Wednesday, October 3, 2007

Mt 10, 29-33 Acknowledge me before others

(Mt 10, 29-33) Acknowledge me before others
[29] Are not two sparrows sold for a small coin? Yet not one of them falls to the ground without your Father's knowledge. [30] Even all the hairs of your head are counted. [31] So do not be afraid; you are worth more than many sparrows. [32] Everyone who acknowledges me before others I will acknowledge before my heavenly Father. [33] But whoever denies me before others, I will deny before my heavenly Father.

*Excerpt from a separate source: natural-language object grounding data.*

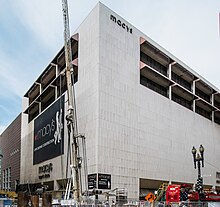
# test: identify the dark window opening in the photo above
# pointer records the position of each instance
(203, 95)
(153, 63)
(182, 101)
(203, 112)
(181, 81)
(217, 120)
(153, 86)
(217, 104)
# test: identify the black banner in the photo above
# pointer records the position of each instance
(92, 180)
(104, 181)
(49, 133)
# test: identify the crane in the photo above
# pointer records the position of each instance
(71, 112)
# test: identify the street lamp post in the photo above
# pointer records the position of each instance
(199, 158)
(1, 156)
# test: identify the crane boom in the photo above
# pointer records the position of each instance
(71, 116)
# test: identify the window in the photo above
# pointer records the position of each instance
(203, 112)
(181, 101)
(7, 179)
(202, 95)
(153, 63)
(181, 81)
(153, 86)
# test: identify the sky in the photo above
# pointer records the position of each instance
(31, 34)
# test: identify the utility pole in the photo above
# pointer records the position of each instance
(71, 116)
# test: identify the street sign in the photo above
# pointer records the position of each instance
(104, 181)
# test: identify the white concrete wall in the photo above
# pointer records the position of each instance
(131, 132)
(87, 108)
(141, 133)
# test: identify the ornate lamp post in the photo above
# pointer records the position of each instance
(197, 158)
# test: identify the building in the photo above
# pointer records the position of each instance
(10, 142)
(1, 168)
(140, 108)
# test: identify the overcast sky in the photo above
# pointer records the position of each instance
(31, 33)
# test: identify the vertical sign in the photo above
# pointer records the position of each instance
(92, 180)
(49, 133)
(104, 181)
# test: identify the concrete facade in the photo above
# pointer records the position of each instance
(132, 132)
(10, 142)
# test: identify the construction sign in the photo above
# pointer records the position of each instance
(150, 197)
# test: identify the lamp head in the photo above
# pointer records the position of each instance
(193, 150)
(201, 149)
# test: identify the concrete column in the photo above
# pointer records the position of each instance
(170, 92)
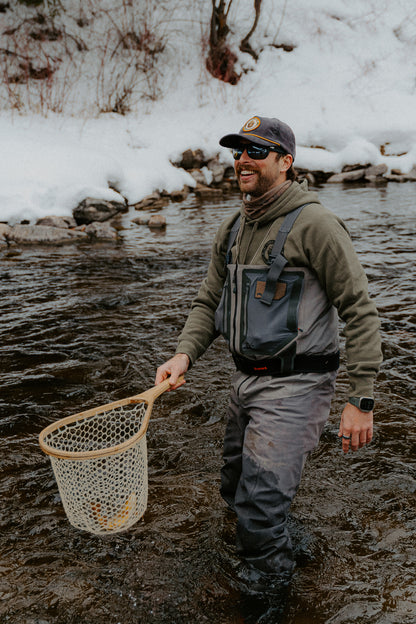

(CCC 995) To be a witness to Christ is to be a "witness to his Resurrection," to "[have eaten and drunk] with him after he rose from the dead" (Acts 1:22; 10:41; cf. 4:33). Encounters with the risen Christ characterize the Christian hope of resurrection. We shall rise like Christ, with him, and through him. (CCC 900) Since, like all the faithful, lay Christians are entrusted by God with the apostolate by virtue of their Baptism and Confirmation, they have the right and duty, individually or grouped in associations, to work so that the divine message of salvation may be known and accepted by all men throughout the earth. This duty is the more pressing when it is only through them that men can hear the Gospel and know Christ. Their activity in ecclesial communities is so necessary that, for the most part, the apostolate of the pastors cannot be fully effective without it (Cf. LG 33). (CCC 905) Lay people also fulfill their prophetic mission by evangelization, “that is, the proclamation of Christ by word and the testimony of life.” For lay people, “this evangelization . . . acquires a specific property and peculiar efficacy because it is accomplished in the ordinary circumstances of the world” (LG 35 § 1, § 2). This witness of life, however, is not the sole element in the apostolate; the true apostle is on the lookout for occasions of announcing Christ by word, either to unbelievers . . . or to the faithful (AA 6 § 3; cf. AG 15).